Carroll Pickett est convaincu que si les gens savaient vraiment ce qui se passe dans une chambre d'exécution, ils comprendraient à quel point la peine de mort est inhumaine. Il a lancé en vain l'invitation aux hommes politiques pro-peine de mort. «Just watch one!» Venez en voir une seule. Venez en voir une où il faut tirer les rideaux...

Ses propos font écho aux célèbres mots d'Albert Camus, dans ses Réflexions sur la guillotine, en 1957. Lorsque le silence ou les ruses du langage contribuent à maintenir un abus, il faut à tout prix «montrer l'obscénité qui se cache sous le manteau des mots», disait Camus.

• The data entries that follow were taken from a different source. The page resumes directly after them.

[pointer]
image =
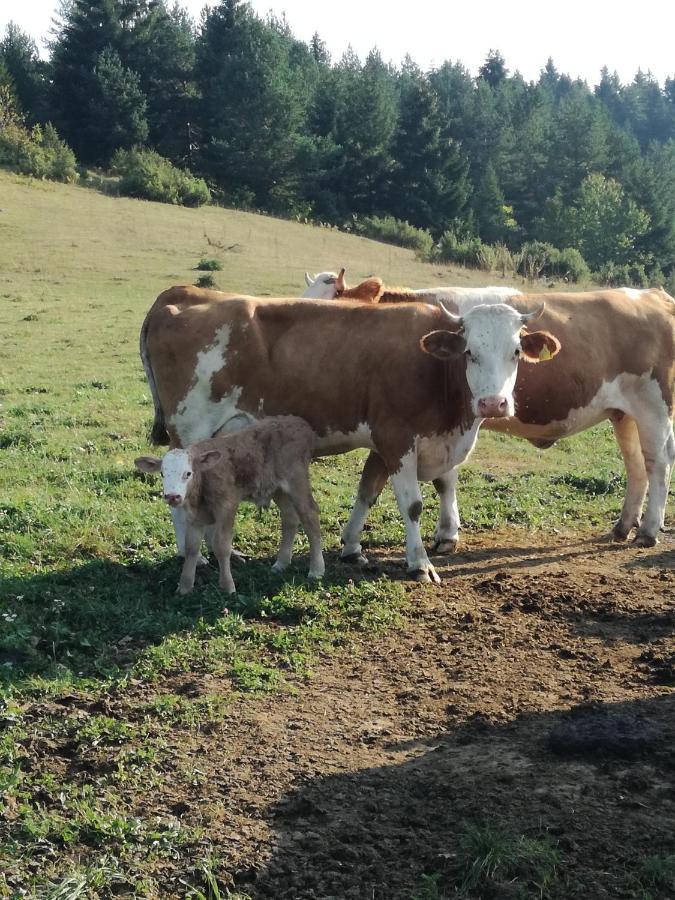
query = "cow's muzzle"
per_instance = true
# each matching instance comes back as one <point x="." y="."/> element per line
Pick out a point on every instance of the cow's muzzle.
<point x="493" y="407"/>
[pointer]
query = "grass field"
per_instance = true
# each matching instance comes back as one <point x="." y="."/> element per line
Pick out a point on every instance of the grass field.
<point x="89" y="618"/>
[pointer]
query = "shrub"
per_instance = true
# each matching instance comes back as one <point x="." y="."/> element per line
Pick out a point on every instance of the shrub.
<point x="394" y="231"/>
<point x="209" y="265"/>
<point x="206" y="281"/>
<point x="38" y="152"/>
<point x="146" y="174"/>
<point x="463" y="251"/>
<point x="615" y="275"/>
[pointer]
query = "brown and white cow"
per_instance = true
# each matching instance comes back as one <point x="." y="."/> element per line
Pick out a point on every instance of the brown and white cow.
<point x="411" y="382"/>
<point x="617" y="363"/>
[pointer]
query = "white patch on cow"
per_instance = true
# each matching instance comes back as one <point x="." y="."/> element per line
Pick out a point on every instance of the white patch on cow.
<point x="197" y="416"/>
<point x="465" y="299"/>
<point x="176" y="473"/>
<point x="343" y="441"/>
<point x="492" y="335"/>
<point x="321" y="287"/>
<point x="437" y="455"/>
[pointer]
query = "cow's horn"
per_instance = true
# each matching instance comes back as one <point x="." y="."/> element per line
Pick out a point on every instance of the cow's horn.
<point x="533" y="316"/>
<point x="456" y="320"/>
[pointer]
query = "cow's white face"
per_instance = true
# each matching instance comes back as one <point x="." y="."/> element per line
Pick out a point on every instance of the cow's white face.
<point x="324" y="286"/>
<point x="490" y="339"/>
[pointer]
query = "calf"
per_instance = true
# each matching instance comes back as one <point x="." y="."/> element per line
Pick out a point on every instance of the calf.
<point x="267" y="461"/>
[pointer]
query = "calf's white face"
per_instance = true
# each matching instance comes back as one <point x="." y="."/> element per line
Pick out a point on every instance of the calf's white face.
<point x="490" y="339"/>
<point x="324" y="286"/>
<point x="177" y="470"/>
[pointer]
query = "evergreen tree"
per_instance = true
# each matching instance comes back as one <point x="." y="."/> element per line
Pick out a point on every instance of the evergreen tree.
<point x="116" y="109"/>
<point x="429" y="184"/>
<point x="19" y="55"/>
<point x="87" y="29"/>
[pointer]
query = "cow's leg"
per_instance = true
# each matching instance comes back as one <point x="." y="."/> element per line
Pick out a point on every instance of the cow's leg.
<point x="409" y="498"/>
<point x="446" y="534"/>
<point x="289" y="528"/>
<point x="222" y="547"/>
<point x="194" y="535"/>
<point x="626" y="431"/>
<point x="308" y="511"/>
<point x="180" y="526"/>
<point x="373" y="479"/>
<point x="658" y="448"/>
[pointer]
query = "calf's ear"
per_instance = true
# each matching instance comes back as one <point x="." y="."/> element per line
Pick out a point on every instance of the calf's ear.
<point x="148" y="463"/>
<point x="209" y="458"/>
<point x="443" y="344"/>
<point x="538" y="346"/>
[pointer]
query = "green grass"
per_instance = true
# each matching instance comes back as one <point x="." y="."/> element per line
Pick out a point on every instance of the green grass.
<point x="87" y="572"/>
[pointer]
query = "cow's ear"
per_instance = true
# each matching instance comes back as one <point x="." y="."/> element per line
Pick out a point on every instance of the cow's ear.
<point x="148" y="463"/>
<point x="443" y="344"/>
<point x="538" y="346"/>
<point x="209" y="459"/>
<point x="368" y="291"/>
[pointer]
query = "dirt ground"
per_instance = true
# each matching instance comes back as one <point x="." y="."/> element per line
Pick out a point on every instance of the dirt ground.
<point x="363" y="779"/>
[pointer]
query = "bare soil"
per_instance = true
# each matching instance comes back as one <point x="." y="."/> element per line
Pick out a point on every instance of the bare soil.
<point x="363" y="778"/>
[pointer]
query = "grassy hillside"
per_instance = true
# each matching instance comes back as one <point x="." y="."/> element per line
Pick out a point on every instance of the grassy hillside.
<point x="86" y="556"/>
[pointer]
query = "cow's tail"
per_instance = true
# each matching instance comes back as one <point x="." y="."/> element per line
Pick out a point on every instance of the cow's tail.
<point x="158" y="434"/>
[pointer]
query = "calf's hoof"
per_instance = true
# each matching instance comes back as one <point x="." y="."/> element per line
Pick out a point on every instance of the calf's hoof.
<point x="355" y="559"/>
<point x="425" y="576"/>
<point x="444" y="548"/>
<point x="644" y="540"/>
<point x="621" y="532"/>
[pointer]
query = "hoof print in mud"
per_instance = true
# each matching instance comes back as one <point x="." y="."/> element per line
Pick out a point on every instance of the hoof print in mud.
<point x="598" y="733"/>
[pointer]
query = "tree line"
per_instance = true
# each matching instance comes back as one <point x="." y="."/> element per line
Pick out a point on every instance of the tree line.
<point x="273" y="123"/>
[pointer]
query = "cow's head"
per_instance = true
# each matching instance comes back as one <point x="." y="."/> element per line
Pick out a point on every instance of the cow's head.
<point x="492" y="340"/>
<point x="325" y="285"/>
<point x="178" y="469"/>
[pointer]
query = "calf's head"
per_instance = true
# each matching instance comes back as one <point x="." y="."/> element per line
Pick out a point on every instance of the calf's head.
<point x="325" y="285"/>
<point x="178" y="469"/>
<point x="492" y="340"/>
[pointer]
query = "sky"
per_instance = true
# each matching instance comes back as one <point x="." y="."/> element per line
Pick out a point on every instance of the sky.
<point x="580" y="35"/>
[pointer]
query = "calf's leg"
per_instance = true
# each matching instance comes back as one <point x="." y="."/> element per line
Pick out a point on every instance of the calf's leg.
<point x="628" y="438"/>
<point x="194" y="535"/>
<point x="222" y="547"/>
<point x="289" y="528"/>
<point x="446" y="534"/>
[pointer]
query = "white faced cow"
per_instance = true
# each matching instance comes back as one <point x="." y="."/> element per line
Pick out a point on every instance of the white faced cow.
<point x="617" y="363"/>
<point x="411" y="382"/>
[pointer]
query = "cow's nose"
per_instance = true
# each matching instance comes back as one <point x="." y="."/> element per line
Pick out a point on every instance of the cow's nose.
<point x="493" y="407"/>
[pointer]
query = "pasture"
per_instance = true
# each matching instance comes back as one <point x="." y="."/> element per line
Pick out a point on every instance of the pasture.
<point x="365" y="738"/>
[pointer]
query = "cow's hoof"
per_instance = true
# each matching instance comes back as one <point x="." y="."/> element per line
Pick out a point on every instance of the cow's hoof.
<point x="444" y="548"/>
<point x="355" y="559"/>
<point x="425" y="576"/>
<point x="644" y="540"/>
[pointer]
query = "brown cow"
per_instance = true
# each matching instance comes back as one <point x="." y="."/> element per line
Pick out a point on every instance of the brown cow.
<point x="410" y="381"/>
<point x="617" y="363"/>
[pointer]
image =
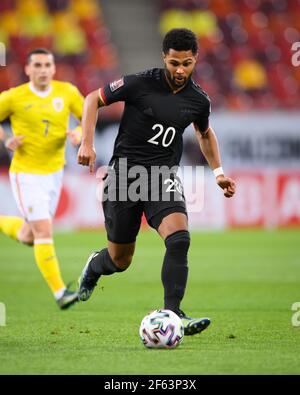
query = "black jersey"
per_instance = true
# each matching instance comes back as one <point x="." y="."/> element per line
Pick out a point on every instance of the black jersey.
<point x="154" y="118"/>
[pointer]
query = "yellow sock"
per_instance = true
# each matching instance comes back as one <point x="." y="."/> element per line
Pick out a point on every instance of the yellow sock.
<point x="47" y="262"/>
<point x="10" y="226"/>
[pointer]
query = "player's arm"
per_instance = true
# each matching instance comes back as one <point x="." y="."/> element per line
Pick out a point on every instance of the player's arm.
<point x="120" y="90"/>
<point x="76" y="107"/>
<point x="14" y="142"/>
<point x="87" y="154"/>
<point x="209" y="146"/>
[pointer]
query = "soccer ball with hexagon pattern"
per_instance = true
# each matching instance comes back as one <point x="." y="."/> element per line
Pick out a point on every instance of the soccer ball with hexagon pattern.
<point x="161" y="329"/>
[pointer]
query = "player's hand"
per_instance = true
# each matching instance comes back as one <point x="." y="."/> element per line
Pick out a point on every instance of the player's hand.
<point x="14" y="142"/>
<point x="75" y="136"/>
<point x="227" y="184"/>
<point x="87" y="156"/>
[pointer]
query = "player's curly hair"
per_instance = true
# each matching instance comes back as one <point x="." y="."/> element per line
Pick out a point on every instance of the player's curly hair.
<point x="38" y="51"/>
<point x="180" y="40"/>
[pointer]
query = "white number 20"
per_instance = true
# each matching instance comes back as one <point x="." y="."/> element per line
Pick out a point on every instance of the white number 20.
<point x="168" y="136"/>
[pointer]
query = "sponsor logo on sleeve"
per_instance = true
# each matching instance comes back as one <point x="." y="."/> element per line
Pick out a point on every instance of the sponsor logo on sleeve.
<point x="116" y="84"/>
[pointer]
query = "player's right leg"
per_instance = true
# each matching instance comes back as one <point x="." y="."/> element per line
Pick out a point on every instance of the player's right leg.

Il parlait de la peine de mort (abolie en France en 1981) comme d'un «rite primitif» dont la survivance était assurée par l'insouciance ou l'ignorance de l'opinion publique. «Un peuple sourd enregistre distraitement la condamnation d'un homme. Mais qu'on montre la machine, qu'on fasse toucher le bois et le fer, entendre le bruit de la tête qui tombe, et l'imagination publique, soudain réveillée, répudiera en même temps le vocabulaire et le supplice.»

À première vue, l'injection létale peut sembler moins horrifiante que la guillotine. Mais l'obscénité qui se cache derrière le rideau est la même. L'exécution «ratée» de cette semaine aura au moins eu le mérite de le rappeler.